The West Virginia Senate on Monday passed a bill that would prevent the government from releasing information about people who donate to certain nonprofit organizations.
It was the second year in a row senators approved the measure that would prevent the state government from releasing information about who donated money to certain nonprofit organizations, sometimes called 501(c) organizations for the section of federal law that defines those groups.
Senate Bill 16, also called the “Protect Our Right to Unite Act,” was approved on a 34-0 vote with no debate.
“The purpose of this bill is to protect the membership and voter information from agencies of the government and from public disclosure by agencies of the government, except where is necessary,” Senate Judiciary Chairman Charles Trump, R-Morgan, said.
ACLU West Virginia has supported the bill. It’s policy director, Eli Baumwell, on Monday applauded the bill, saying it “reaffirms the vital freedom of association.”
“The groups that people join are none of the government’s business,” Baumwell said.

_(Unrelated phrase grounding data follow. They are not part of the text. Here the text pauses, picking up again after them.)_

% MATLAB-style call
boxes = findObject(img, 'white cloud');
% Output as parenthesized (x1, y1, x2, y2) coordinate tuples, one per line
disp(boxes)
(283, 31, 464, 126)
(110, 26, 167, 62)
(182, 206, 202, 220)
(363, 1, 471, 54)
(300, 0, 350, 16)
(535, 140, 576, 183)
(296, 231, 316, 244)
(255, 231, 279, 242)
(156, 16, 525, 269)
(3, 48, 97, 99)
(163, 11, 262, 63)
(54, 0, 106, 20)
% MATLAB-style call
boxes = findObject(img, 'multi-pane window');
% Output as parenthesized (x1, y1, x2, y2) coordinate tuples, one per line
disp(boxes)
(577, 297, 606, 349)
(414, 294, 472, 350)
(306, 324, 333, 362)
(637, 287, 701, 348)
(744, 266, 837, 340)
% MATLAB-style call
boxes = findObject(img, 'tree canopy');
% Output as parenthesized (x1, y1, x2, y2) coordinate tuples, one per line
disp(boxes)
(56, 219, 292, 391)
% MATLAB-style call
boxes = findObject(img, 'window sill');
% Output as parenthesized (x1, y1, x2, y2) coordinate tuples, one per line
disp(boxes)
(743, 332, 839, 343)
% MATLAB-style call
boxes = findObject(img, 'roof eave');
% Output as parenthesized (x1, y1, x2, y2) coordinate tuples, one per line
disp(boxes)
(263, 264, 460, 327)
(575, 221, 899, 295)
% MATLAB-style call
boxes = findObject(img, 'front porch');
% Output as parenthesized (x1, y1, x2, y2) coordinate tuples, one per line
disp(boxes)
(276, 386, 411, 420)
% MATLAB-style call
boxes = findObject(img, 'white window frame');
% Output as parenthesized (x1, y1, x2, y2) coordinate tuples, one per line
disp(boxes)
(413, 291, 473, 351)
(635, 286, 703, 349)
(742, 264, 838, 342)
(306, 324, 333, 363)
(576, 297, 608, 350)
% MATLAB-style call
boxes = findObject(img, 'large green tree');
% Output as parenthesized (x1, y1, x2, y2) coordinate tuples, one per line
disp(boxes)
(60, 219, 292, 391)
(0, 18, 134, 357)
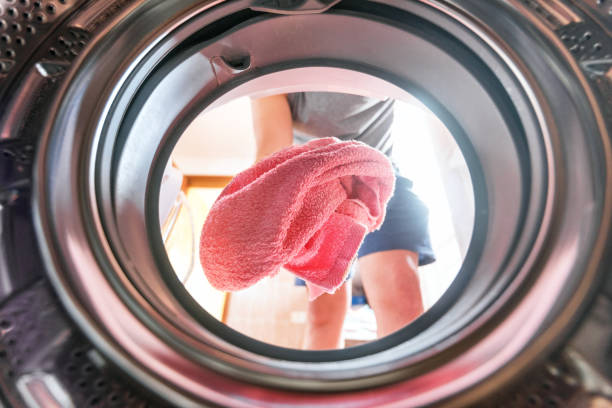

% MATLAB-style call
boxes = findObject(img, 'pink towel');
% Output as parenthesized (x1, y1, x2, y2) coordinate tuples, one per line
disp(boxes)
(199, 137, 395, 300)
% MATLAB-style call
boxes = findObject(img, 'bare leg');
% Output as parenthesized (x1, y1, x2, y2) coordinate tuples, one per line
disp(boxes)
(251, 95, 353, 348)
(251, 95, 353, 349)
(359, 249, 424, 338)
(302, 281, 351, 350)
(252, 95, 351, 350)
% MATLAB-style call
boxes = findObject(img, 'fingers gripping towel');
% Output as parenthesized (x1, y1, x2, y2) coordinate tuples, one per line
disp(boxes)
(199, 137, 396, 300)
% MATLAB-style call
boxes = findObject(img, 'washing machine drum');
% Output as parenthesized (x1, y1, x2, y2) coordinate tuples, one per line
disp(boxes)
(0, 0, 611, 406)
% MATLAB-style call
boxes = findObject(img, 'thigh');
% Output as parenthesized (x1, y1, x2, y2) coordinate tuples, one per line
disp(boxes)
(359, 249, 424, 336)
(359, 250, 421, 303)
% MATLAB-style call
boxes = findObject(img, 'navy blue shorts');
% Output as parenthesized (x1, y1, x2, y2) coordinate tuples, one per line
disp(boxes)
(295, 175, 435, 285)
(357, 176, 435, 265)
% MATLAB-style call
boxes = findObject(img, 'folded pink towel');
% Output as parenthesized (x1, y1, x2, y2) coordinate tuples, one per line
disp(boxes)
(199, 137, 395, 300)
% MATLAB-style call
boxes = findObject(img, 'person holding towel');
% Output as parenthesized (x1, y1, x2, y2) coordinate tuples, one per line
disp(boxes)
(251, 92, 435, 350)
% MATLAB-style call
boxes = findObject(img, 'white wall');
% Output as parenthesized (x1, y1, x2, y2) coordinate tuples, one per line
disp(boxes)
(172, 97, 256, 176)
(391, 101, 474, 308)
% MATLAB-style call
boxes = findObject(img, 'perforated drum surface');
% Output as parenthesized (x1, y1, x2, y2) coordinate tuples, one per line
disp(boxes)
(0, 282, 164, 407)
(0, 0, 85, 77)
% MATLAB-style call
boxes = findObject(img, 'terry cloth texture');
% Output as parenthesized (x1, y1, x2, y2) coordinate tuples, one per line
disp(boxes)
(199, 137, 396, 300)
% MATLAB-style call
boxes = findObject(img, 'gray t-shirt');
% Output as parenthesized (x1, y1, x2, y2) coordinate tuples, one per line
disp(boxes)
(286, 92, 394, 156)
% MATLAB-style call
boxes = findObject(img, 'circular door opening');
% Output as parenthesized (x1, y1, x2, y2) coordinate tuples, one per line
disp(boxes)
(160, 76, 475, 350)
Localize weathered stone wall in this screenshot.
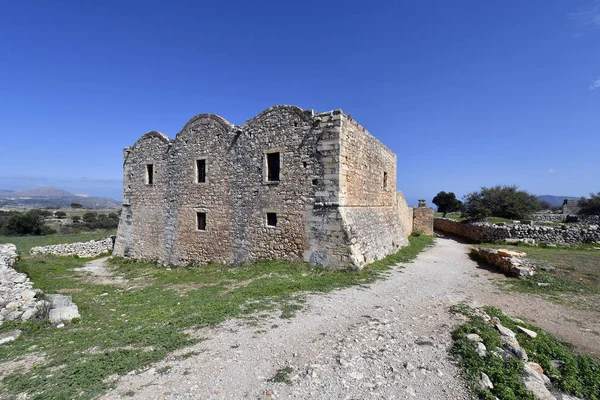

A similar bill passed the Senate in 2019, but it didn’t gain any traction in the House, dying in that chamber’s Judiciary Committee.
There are 29 categories of nonprofit organizations defined in Section 501(c) in federal law. Depending on their category, nonprofit organizations can participate in varying amounts of political activity, according to the Internal Revenue Service.
The most commonly cited category of 501(c) organizations are 501(c)(3) organizations, which are classified as charitable organizations. Other categories of 501(c) organizations are related to certain industries and issues, including teachers’ retirement and veterans’ organizations.
Even though 501(c) organizations may have to file reports with the federal government, depending on their categories and the amount of money they take in annually, federal law does not require those organizations to report donor information.
Organizations defined in 501(c) are separate from political action committees, more commonly known as PACs. PACs are, as evidenced by their titles, political in nature, and those committees are required to report donor and other information to the federal government.
With 47 days left in the legislative session, SB 16 now advances to the House of Delegates.